Clinical Orthopaedics and Related Research: February 2012 - Volume 470 - Issue 2 - p 482–489 doi: 10.1007/s11999-011-2101-x Symposium: Papers Presented at the Annual Meetings of The Hip Society

Is an Algorithmic Approach to the Treatment of Recurrent Dislocation After THA Effective?

Saadat, Ehsan, MD1; Diekmann, Glenn, MD2; Takemoto, Steven, PhD3; Ries, Michael, D., MD3, a
Hip

Background The indications for surgical techniques for treatment of recurrent hip dislocation after THA differ, and their rates of achievement of stability may not be similar.

 

Questions/purposes We (1) describe our indications for different approaches for recurrent dislocation, (2) outline an algorithmic approach to the management of recurrently dislocating hips after THA, and (3) determine the overall rate of restoration of stability via this algorithmic approach and for each of four procedures with our indications.

 

Patients and Methods We retrospectively reviewed 66 patients (69 hips) with revision THA for symptomatic recurrent dislocation from 1993 to 2008. We determined the rate of achievement of stability for the overall patient population and with each revision technique.

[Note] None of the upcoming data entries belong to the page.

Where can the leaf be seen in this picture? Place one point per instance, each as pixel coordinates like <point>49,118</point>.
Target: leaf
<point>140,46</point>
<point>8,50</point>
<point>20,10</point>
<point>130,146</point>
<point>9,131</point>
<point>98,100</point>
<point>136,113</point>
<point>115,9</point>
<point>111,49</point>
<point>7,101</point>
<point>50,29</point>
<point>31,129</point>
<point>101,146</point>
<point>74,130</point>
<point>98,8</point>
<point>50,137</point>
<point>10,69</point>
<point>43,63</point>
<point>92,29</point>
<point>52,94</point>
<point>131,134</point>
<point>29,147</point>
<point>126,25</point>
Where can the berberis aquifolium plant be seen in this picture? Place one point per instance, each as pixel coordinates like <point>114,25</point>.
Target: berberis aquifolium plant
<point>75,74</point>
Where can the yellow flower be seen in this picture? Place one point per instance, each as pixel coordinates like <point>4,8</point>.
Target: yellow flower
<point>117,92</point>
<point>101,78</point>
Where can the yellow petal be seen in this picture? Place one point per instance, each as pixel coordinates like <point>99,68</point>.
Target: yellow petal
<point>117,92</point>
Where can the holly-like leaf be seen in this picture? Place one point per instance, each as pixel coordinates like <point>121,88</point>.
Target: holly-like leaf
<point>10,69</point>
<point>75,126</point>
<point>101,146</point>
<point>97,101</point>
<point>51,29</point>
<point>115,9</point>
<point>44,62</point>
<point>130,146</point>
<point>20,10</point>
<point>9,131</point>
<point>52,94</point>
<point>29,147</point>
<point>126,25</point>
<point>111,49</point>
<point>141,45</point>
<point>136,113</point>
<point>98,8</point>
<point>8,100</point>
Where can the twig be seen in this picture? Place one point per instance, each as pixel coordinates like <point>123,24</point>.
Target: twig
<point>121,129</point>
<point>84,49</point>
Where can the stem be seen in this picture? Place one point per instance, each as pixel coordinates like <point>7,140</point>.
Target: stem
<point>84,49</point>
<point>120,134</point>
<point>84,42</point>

Minimum followup was 2.8 years (mean, 7.8 years; range, 2.8-12.7 years).

 

Results Fifty-one of the 69 hips (74%) had no further dislocations while nine (13%) required two revisions and nine (13%) required three or more revisions. Ultimately, all of the 69 hips (100%) were stable at followup. Use of a large (36-mm-diameter) head, constrained cup, trochanteric advancement, correction of malposition, and a combination of techniques was effective in achieving stability in 67%, 68%, 86%, 91%, and 90% of cases, respectively.

 

Conclusions Separating the treatment of patients based primarily on the presence or absence of (1) component malposition, (2) an intact abductor mechanism, and (3) implants accommodating a large-diameter femoral head, we were able to achieve hip stability with one operation in 74% of cases.

 

Level of Evidence Level IV, therapeutic study. See the Guidelines for Authors for a complete description of levels of evidence.